Золя со своей стороны всячески содействует развитию этой черты XIX века, с которым он живет в добром согласии.
Итак, было совершенно естественным, что Золя, подобно Бальзаку, и более решительно, чем Гюго, вступил однажды в схватку с Деньгами. Деньги являлись главным двигателем социальной жизни общества в целом и отдельных людей. Он не мог не обратиться к тому, что религия стыдливо называла «золотым тельцом» и что рождающаяся пролетарская доктрина назвала «Das Kapital». Нужно было ввести Деньги на сцену и в эпопее «Ругон-Маккары». Причем исключительно важное значение имело то обстоятельство, что Золя — хороший архитектор, хороший режиссер — вывел эту знаменитость лишь под занавес.
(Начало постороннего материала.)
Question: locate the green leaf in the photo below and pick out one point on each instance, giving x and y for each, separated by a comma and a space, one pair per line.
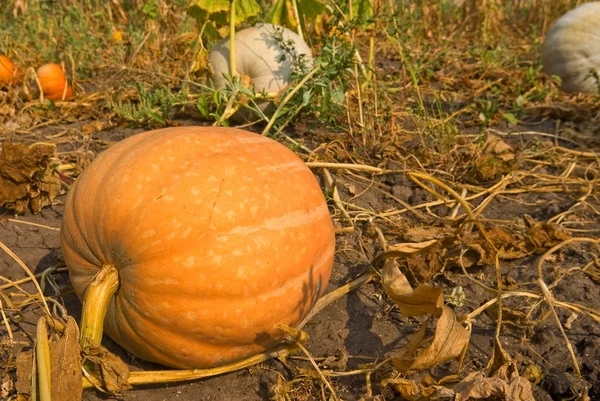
510, 117
338, 96
203, 106
217, 11
282, 12
306, 97
362, 10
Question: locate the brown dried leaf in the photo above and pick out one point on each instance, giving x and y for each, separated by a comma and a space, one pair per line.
65, 366
421, 234
477, 387
26, 179
519, 389
424, 299
450, 337
408, 389
537, 239
498, 147
543, 236
106, 370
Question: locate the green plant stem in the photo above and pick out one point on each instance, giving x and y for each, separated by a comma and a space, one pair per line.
232, 69
295, 4
289, 97
42, 351
371, 60
172, 376
95, 305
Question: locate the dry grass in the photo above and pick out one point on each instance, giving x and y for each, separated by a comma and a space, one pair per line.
457, 113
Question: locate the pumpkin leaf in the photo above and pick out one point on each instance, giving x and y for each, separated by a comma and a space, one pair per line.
450, 337
363, 10
26, 178
106, 370
217, 11
65, 369
282, 12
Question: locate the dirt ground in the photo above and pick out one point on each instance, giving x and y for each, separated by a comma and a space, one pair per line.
456, 139
364, 327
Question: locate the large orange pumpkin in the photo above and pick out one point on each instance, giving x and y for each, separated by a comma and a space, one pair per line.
218, 235
53, 82
8, 73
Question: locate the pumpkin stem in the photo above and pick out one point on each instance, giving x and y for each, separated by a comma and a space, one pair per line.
232, 38
95, 304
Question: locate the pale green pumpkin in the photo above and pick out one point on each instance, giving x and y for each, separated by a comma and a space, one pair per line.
572, 49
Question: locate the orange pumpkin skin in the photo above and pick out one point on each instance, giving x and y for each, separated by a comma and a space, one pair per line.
218, 234
53, 81
8, 72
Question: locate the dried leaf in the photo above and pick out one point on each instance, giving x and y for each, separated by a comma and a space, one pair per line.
543, 236
450, 337
408, 389
498, 147
106, 370
499, 358
421, 234
65, 366
519, 389
424, 299
26, 179
477, 387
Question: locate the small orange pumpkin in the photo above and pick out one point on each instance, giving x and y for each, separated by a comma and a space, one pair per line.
53, 82
9, 75
217, 236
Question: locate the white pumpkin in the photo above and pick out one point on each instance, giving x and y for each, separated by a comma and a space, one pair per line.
260, 61
572, 48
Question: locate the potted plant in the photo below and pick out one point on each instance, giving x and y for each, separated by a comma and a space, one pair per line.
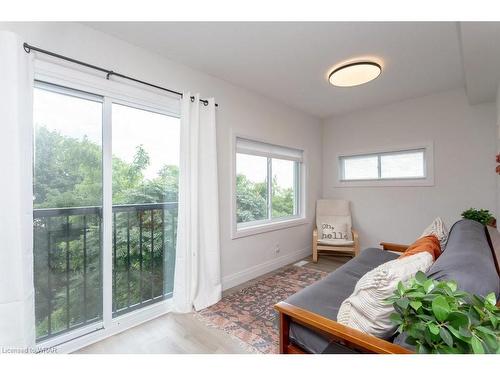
482, 216
439, 318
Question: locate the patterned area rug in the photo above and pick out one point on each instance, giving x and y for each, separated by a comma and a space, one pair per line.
248, 315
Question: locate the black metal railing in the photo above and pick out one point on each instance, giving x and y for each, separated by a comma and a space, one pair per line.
68, 262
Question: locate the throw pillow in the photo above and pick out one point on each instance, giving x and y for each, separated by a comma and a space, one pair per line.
367, 309
335, 230
429, 244
438, 229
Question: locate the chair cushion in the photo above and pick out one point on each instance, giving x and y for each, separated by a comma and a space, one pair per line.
468, 259
334, 229
336, 242
325, 297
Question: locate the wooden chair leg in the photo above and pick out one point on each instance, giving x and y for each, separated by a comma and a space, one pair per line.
315, 246
284, 332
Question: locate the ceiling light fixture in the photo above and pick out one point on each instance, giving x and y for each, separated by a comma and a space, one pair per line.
355, 74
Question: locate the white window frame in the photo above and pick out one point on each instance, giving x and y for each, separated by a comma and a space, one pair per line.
427, 180
135, 97
261, 226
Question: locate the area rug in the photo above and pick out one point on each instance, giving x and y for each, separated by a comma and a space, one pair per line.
248, 315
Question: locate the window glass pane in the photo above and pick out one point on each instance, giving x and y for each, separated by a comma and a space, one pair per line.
251, 188
283, 199
67, 207
145, 150
402, 165
360, 167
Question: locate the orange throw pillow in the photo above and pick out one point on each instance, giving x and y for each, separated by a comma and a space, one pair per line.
427, 243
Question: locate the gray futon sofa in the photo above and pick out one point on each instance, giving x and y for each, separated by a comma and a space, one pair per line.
307, 318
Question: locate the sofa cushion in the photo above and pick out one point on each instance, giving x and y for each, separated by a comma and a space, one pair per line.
325, 297
468, 259
367, 309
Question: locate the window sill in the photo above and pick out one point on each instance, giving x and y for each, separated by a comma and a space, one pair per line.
268, 227
413, 182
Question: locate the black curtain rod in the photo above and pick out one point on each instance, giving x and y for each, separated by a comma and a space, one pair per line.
28, 48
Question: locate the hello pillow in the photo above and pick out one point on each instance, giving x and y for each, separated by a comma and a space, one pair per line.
335, 230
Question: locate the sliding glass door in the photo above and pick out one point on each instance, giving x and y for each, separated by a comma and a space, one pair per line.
77, 289
67, 209
145, 189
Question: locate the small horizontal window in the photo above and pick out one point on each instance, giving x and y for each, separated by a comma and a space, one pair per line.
268, 183
399, 165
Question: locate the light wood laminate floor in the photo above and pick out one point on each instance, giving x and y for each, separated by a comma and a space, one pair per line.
184, 333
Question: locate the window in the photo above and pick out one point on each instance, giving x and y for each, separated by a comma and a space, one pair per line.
67, 209
86, 148
410, 165
267, 183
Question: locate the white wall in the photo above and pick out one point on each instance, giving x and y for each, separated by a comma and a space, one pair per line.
464, 140
240, 111
498, 151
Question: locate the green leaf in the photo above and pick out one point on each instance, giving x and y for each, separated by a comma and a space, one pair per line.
415, 295
434, 329
458, 319
486, 330
401, 288
403, 303
477, 347
452, 285
491, 298
440, 308
396, 318
416, 305
428, 285
420, 278
446, 336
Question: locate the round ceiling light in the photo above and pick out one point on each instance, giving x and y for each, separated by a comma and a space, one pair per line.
354, 74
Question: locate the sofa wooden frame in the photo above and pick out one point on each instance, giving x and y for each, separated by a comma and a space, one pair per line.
337, 332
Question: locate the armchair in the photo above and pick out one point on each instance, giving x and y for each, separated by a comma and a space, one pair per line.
328, 209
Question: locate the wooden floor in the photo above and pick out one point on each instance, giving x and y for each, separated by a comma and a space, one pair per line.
184, 333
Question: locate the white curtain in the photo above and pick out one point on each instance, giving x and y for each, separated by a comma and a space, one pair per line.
197, 267
17, 316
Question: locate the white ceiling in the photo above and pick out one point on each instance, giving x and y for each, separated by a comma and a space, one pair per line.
481, 59
290, 61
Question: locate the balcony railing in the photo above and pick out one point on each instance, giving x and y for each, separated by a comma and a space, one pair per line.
68, 262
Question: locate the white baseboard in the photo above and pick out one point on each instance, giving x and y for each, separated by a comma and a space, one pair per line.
238, 278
Он посвятил Деньгам восемнадцатый роман. В дальнейшем он изобразит также Войну, которая играла в XIX веке еще более решающую роль, чем Деньги. Затем, после окончания «Ругон-Маккаров», Золя, верный своему правилу не останавливаться на достигнутом, попытается «переделать» религию с помощью «Трех городов» и бога-отца с помощью «Четырех Евангелий». Это вполне нормальное завершение неистовства, неотделимого от литературного творчества. Так закончил и Гюго, создавший «Бога», «Конец сатаны» и обоготворивший самого себя. Мы, возможно, не обладаем большой скромностью, но все же Жюль Ромэн не ищет скалу, чтобы завещать похоронить себя там, Жид не изображал из себя Моисея и Сартр, который находится под значительно более сильным влиянием Золя, чем можно судить об этом по метафизическому складу его ума, не лезет из кожи вон, чтобы предложить нам новую Библию! Что это, прогресс? Наша «скромность» может быть в действительности свидетельством бессилия? Но об этом скажут свое слово дети наших детей. Нам остается констатировать факт: гигант Золя не мог составлять исключения в ту эпоху гигантов. Мегаломания была естественным состоянием этих писателей.
Деньги приводят нас к Бальзаку. Деньги, оказывающие огромное воздействие и на самого Бальзака, играют роковую роль в жизни людей; деньги разжигают страсти, деньги приводят к безумию, деньги развращают женщин, низводят мужчин до скотского состояния. Но Бальзак не видел, как деньги управляют жизнью коллективов, сталкивая их друг с другом, обусловливая, будучи причиной, все перипетия социальных битв. Бальзак — этот стоящий особняком гений — смотрел на мир глазами стряпчего, а Золя — глазами примитивного экономиста и социолога. Превосходный критик-марксист Жан Фревиль хорошо подметил это различие: «В эпоху торгового дома Нусингена капитализм еще не вступил в фазу анонимных обществ… Развитие промышленности, сооружение железных дорог, городское строительство, товарооборот требовали огромных капиталовложений. Банки, компании были созданы для того, чтобы привлекать, объединять и использовать капитал. Вскоре должна была начаться эра финансовых магнатов»[143]. Превосходно сказано! Однако согласиться с этим можно лишь с оговорками: финансовая верхушка уже существовала — тамплиеры, Жак Кёр, кредиторы, дававшие средства на ведение итальянских войн, братья Парис, тайные коммандитисты времен Французской революции и т. д. У этой финансовой верхушки, разумеется, было другое лицо, но Бальзак мог бы обратить на него внимание. И будь на его месте Золя, он наверняка заметил бы ее, хотя, возможно, и не сумел бы разглядеть новых форм капитала. В этой особой сфере Бальзак — не видел, а Золя видел.